Since \(\displaystyle \lim_{h\rightarrow 0}(1\pm 5 h)^{x/h} = e^{\pm 5x}\), both results converge to the analytic solution \(y=2e^{-5x}\) in the limit of small step sizes. However, the explicit Euler method displays oscillating growth for \(|1-5h|>1\) (i.e. for \(h>2/5\)).

In general, explicit algorithms tend to be easier to implement than implicit algorithms, and are less computationally demanding for a given step size. However, for (dynamically) stable ODEs with a fast decaying or highly oscillatory mode, the explicit Euler method demands small step sizes. These types of ODE are called “stiff”. For these problems, implicit methods tend to be better due to their generally superior stability. Amongst the implicit methods, the implicit implicit Euler method is particularly stable.

How is stability assessed in practical problems?

Comparison of the local and global errors can give us an indication of the stability properties of the algorithm. The local errors generally ought to remain proportional to the size of the neglected terms in the truncated expansion. If these errors are growing then the algorithm is not stable.

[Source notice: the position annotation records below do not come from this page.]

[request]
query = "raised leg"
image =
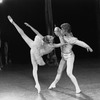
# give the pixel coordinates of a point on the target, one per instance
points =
(35, 74)
(69, 70)
(59, 73)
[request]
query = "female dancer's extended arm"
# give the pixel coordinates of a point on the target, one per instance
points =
(21, 32)
(34, 30)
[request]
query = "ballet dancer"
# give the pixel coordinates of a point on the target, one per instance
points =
(41, 45)
(67, 61)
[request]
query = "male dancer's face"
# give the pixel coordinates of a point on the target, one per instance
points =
(57, 31)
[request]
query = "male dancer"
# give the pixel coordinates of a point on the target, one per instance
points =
(65, 35)
(40, 46)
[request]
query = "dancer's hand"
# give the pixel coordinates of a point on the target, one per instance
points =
(26, 24)
(89, 49)
(10, 19)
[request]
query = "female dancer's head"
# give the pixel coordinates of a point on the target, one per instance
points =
(66, 29)
(48, 39)
(57, 31)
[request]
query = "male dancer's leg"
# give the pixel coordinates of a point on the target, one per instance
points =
(69, 70)
(59, 73)
(35, 74)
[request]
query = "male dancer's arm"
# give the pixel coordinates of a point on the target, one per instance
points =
(58, 45)
(34, 30)
(83, 44)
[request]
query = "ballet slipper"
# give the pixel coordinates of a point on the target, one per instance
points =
(78, 91)
(38, 88)
(52, 86)
(10, 19)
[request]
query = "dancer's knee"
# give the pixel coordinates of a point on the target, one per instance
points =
(70, 74)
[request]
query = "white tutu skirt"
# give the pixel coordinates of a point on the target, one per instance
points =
(65, 56)
(37, 56)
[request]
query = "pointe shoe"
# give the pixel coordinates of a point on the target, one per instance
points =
(52, 86)
(10, 19)
(78, 91)
(38, 88)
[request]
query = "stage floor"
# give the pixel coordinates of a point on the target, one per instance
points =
(17, 83)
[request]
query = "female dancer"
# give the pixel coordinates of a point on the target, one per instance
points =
(40, 46)
(65, 35)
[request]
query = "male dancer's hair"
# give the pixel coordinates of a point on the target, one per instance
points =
(66, 27)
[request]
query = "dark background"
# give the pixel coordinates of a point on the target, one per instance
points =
(83, 15)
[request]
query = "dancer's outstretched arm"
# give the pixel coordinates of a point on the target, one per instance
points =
(58, 45)
(34, 30)
(83, 44)
(21, 32)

The size of the error at each step depends on the method used and also the problem being solved. In particular, it depends on how large the gradient is. To account for this, and to produce a reliable result within specified error tolerances, many algorithms use adaptive step size methods, in which the error is estimated at each step by comparing the results from algorithms with different numbers of stages. The step size can then be decreased in regions where the tolerance would be exceeded. The scipy package offers a built-in algorithm that does exactly this, called integrate.solve_ivp

4.6. Trapezoidal rule

Taking the average of the forward and backward difference formulae gives

(4.9)\[y_{k+1}=y_k+\frac{h}{2}\biggr[f(x_k,y_k)+f(x_{k+1},y_{k+1})\biggr]\]

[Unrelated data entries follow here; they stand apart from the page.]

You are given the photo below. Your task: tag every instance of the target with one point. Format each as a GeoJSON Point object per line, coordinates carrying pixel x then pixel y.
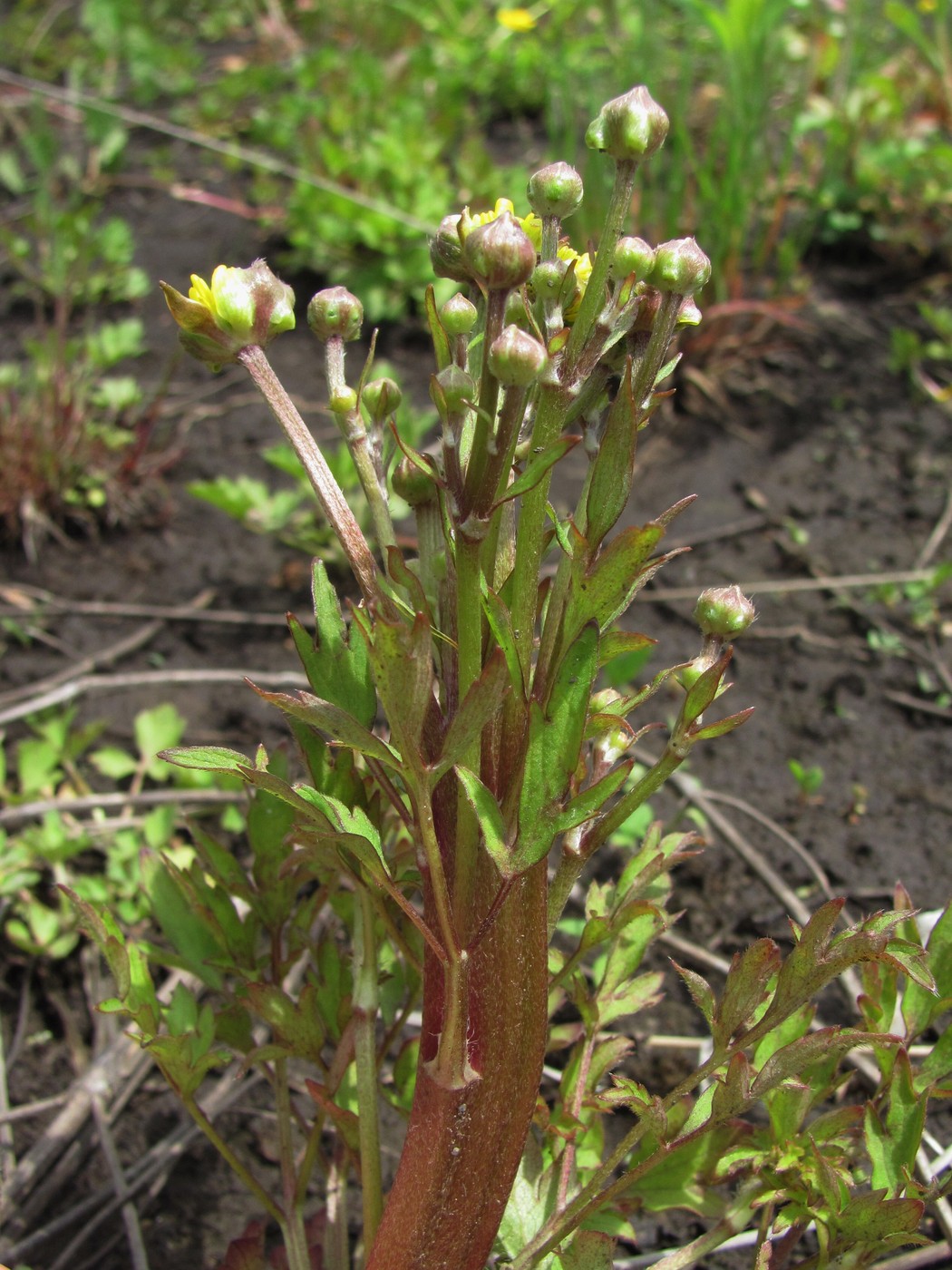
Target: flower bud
{"type": "Point", "coordinates": [459, 315]}
{"type": "Point", "coordinates": [555, 190]}
{"type": "Point", "coordinates": [631, 256]}
{"type": "Point", "coordinates": [413, 484]}
{"type": "Point", "coordinates": [381, 397]}
{"type": "Point", "coordinates": [724, 612]}
{"type": "Point", "coordinates": [681, 266]}
{"type": "Point", "coordinates": [548, 278]}
{"type": "Point", "coordinates": [500, 254]}
{"type": "Point", "coordinates": [628, 127]}
{"type": "Point", "coordinates": [335, 311]}
{"type": "Point", "coordinates": [343, 400]}
{"type": "Point", "coordinates": [238, 308]}
{"type": "Point", "coordinates": [447, 251]}
{"type": "Point", "coordinates": [516, 358]}
{"type": "Point", "coordinates": [688, 314]}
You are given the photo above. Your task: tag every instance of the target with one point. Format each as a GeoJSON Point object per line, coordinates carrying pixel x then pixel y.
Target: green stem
{"type": "Point", "coordinates": [594, 298]}
{"type": "Point", "coordinates": [469, 637]}
{"type": "Point", "coordinates": [364, 1000]}
{"type": "Point", "coordinates": [355, 434]}
{"type": "Point", "coordinates": [485, 423]}
{"type": "Point", "coordinates": [329, 493]}
{"type": "Point", "coordinates": [292, 1225]}
{"type": "Point", "coordinates": [225, 1151]}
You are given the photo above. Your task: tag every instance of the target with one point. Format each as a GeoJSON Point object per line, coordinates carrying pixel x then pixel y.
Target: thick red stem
{"type": "Point", "coordinates": [463, 1146]}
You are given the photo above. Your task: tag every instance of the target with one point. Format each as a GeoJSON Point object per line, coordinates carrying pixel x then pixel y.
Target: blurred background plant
{"type": "Point", "coordinates": [73, 425]}
{"type": "Point", "coordinates": [345, 131]}
{"type": "Point", "coordinates": [57, 829]}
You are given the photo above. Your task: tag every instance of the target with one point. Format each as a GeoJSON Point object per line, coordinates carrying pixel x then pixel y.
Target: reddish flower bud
{"type": "Point", "coordinates": [500, 254]}
{"type": "Point", "coordinates": [335, 311]}
{"type": "Point", "coordinates": [516, 358]}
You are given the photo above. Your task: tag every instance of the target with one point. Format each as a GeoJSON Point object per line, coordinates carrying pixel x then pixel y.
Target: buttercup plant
{"type": "Point", "coordinates": [463, 766]}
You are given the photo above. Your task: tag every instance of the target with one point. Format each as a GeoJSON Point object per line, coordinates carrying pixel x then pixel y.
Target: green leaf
{"type": "Point", "coordinates": [333, 720]}
{"type": "Point", "coordinates": [183, 926]}
{"type": "Point", "coordinates": [602, 592]}
{"type": "Point", "coordinates": [609, 483]}
{"type": "Point", "coordinates": [478, 708]}
{"type": "Point", "coordinates": [207, 758]}
{"type": "Point", "coordinates": [335, 660]}
{"type": "Point", "coordinates": [745, 988]}
{"type": "Point", "coordinates": [589, 1250]}
{"type": "Point", "coordinates": [892, 1145]}
{"type": "Point", "coordinates": [491, 825]}
{"type": "Point", "coordinates": [159, 728]}
{"type": "Point", "coordinates": [791, 1060]}
{"type": "Point", "coordinates": [919, 1005]}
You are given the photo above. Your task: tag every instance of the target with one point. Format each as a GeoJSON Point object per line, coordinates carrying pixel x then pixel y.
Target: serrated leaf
{"type": "Point", "coordinates": [894, 1142]}
{"type": "Point", "coordinates": [589, 1250]}
{"type": "Point", "coordinates": [537, 467]}
{"type": "Point", "coordinates": [478, 708]}
{"type": "Point", "coordinates": [745, 988]}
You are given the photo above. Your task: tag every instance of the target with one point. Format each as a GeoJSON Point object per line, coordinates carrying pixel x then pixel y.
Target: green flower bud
{"type": "Point", "coordinates": [724, 612]}
{"type": "Point", "coordinates": [459, 315]}
{"type": "Point", "coordinates": [343, 402]}
{"type": "Point", "coordinates": [335, 311]}
{"type": "Point", "coordinates": [413, 484]}
{"type": "Point", "coordinates": [499, 254]}
{"type": "Point", "coordinates": [452, 391]}
{"type": "Point", "coordinates": [649, 304]}
{"type": "Point", "coordinates": [688, 314]}
{"type": "Point", "coordinates": [447, 251]}
{"type": "Point", "coordinates": [238, 308]}
{"type": "Point", "coordinates": [516, 358]}
{"type": "Point", "coordinates": [631, 256]}
{"type": "Point", "coordinates": [381, 397]}
{"type": "Point", "coordinates": [628, 127]}
{"type": "Point", "coordinates": [555, 190]}
{"type": "Point", "coordinates": [681, 266]}
{"type": "Point", "coordinates": [516, 313]}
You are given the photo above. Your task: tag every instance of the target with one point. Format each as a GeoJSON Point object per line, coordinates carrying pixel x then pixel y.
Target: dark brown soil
{"type": "Point", "coordinates": [809, 457]}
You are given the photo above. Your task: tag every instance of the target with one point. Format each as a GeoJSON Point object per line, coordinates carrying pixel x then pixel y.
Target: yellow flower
{"type": "Point", "coordinates": [516, 19]}
{"type": "Point", "coordinates": [237, 308]}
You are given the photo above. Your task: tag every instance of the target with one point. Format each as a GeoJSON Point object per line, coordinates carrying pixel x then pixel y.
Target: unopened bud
{"type": "Point", "coordinates": [631, 256]}
{"type": "Point", "coordinates": [447, 251]}
{"type": "Point", "coordinates": [630, 127]}
{"type": "Point", "coordinates": [555, 190]}
{"type": "Point", "coordinates": [335, 311]}
{"type": "Point", "coordinates": [548, 278]}
{"type": "Point", "coordinates": [381, 397]}
{"type": "Point", "coordinates": [682, 267]}
{"type": "Point", "coordinates": [413, 484]}
{"type": "Point", "coordinates": [516, 358]}
{"type": "Point", "coordinates": [724, 612]}
{"type": "Point", "coordinates": [500, 254]}
{"type": "Point", "coordinates": [459, 315]}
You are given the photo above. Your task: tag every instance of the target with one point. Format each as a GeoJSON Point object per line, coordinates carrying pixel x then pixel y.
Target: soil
{"type": "Point", "coordinates": [809, 457]}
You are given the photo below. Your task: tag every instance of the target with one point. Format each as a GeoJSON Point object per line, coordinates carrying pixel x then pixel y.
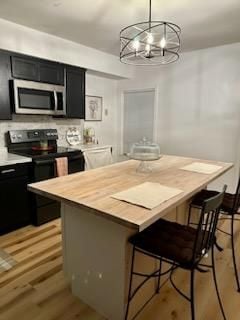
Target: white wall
{"type": "Point", "coordinates": [15, 37]}
{"type": "Point", "coordinates": [105, 130]}
{"type": "Point", "coordinates": [198, 105]}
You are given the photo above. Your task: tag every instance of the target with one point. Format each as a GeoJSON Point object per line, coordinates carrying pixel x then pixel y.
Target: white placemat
{"type": "Point", "coordinates": [148, 194]}
{"type": "Point", "coordinates": [201, 167]}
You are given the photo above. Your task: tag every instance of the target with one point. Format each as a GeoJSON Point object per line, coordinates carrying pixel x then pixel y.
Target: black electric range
{"type": "Point", "coordinates": [27, 143]}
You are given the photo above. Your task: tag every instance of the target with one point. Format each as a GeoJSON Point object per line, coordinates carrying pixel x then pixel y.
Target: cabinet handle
{"type": "Point", "coordinates": [7, 171]}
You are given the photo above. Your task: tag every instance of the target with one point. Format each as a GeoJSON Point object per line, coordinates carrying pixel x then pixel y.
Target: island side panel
{"type": "Point", "coordinates": [95, 260]}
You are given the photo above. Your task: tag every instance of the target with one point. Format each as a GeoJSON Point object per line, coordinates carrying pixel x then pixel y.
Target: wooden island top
{"type": "Point", "coordinates": [92, 190]}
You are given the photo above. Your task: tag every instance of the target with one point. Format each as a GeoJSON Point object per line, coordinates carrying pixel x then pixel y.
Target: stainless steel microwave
{"type": "Point", "coordinates": [38, 98]}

This result is equivalent to approximating the integral using the trapezium rule. It can be shown that the global error in this formula is \(\mathcal{O}(h^2)\), whilst the global errors in the explicit and implicit Euler methods are both \(\mathcal{O}(h)\).

The trapezoidal rule is also an implicit rule. It can be implemented using a minimal modification of the backward difference algorithm outlined above. The implicit Euler method is more stable than the trapezoidal method.